Sunday, November 20, 2011

The Financial Times reports that "US home loan foreclosures reach record high." The percentage of home loans that are delinquent or in the process of foreclosure is frightening. This graph, from Calculated Risk, tells the tale:



The graph shows that 14% of home loans are either delinquent or in the process of foreclosure, up from just over 5% in 2005. (The source is the Mortgage Bankers' Association. The MBA report says the number is 15%; I don't know the source of the discrepancy.) There are powerful forces driving economic recovery, as I've mentioned in numerous posts on this blog. At the same time dangerous imbalances are accumulating in the economy that are pushing back against the forces for recovery - among them home foreclosures, a developing commercial real estate crisis, Europe's debt problems, the possibility of a financial crisis in China as it tries to prick its bubbles, a flight from Treasuries led by China, ... These forces could derail recovery.
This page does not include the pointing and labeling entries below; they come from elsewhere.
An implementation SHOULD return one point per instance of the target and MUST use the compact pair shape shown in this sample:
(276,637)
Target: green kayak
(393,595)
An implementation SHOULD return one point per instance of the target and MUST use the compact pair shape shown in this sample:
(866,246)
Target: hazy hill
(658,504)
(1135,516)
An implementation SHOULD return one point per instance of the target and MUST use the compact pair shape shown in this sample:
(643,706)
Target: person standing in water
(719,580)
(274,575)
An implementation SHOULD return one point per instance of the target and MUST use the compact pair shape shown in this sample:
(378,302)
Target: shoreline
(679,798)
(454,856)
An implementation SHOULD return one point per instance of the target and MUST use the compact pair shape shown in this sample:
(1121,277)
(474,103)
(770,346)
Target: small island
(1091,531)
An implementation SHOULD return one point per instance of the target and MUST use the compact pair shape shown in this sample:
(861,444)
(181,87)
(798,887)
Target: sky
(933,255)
On the other hand, economic growth and increased employment act against these recessionary forces: more jobs means more household income and fewer foreclosures, and so on. Time may also be on the side of recovery: the wave of foreclosures hits those homeowners who are deepest underwater; as the most troubled loans are foreclosed, the remaining outstanding loans are healthier and less likely to fall into delinquency. Expansionary and contractionary economic forces are engaged in a dramatic tug of war.

So the detail of the graph above is somewhat heartening. While foreclosures are at a record high, the 30-day and 90-day "buckets" are falling, meaning fewer homes are entering the delinquency-foreclosure death spiral. According to the MBA report:

“We are likely seeing the beginning of the end of the unprecedented wave of mortgage delinquencies and foreclosures that started with the subprime defaults in early 2007, continued with the meltdown of the California and Florida housing markets due to overbuilding and the weak loan underwriting that supported that overbuilding, and culminated with a recession that saw 8.5 million people lose their jobs,” said Jay Brinkmann, MBA’s chief economist.

“The continued and sizable drop in the 30-day delinquency rate is a concrete sign that the end may be in sight. We normally see a large spike in short-term mortgage delinquencies at the end of the year due to heating bills, Christmas expenditures and other seasonal factors. Not only did we not see that spike but the 30-day delinquencies actually fell by 16 basis points from 3.79 percent to 3.63 percent. Only three times before in the history of the MBA survey has the non-seasonally adjusted 30-day delinquency rate dropped between the third and fourth quarter and never by this magnitude. If the normal seasonal patterns hold for the first quarter, we should see an even steeper drop in the end of March data.

Good news for the forces of expansion.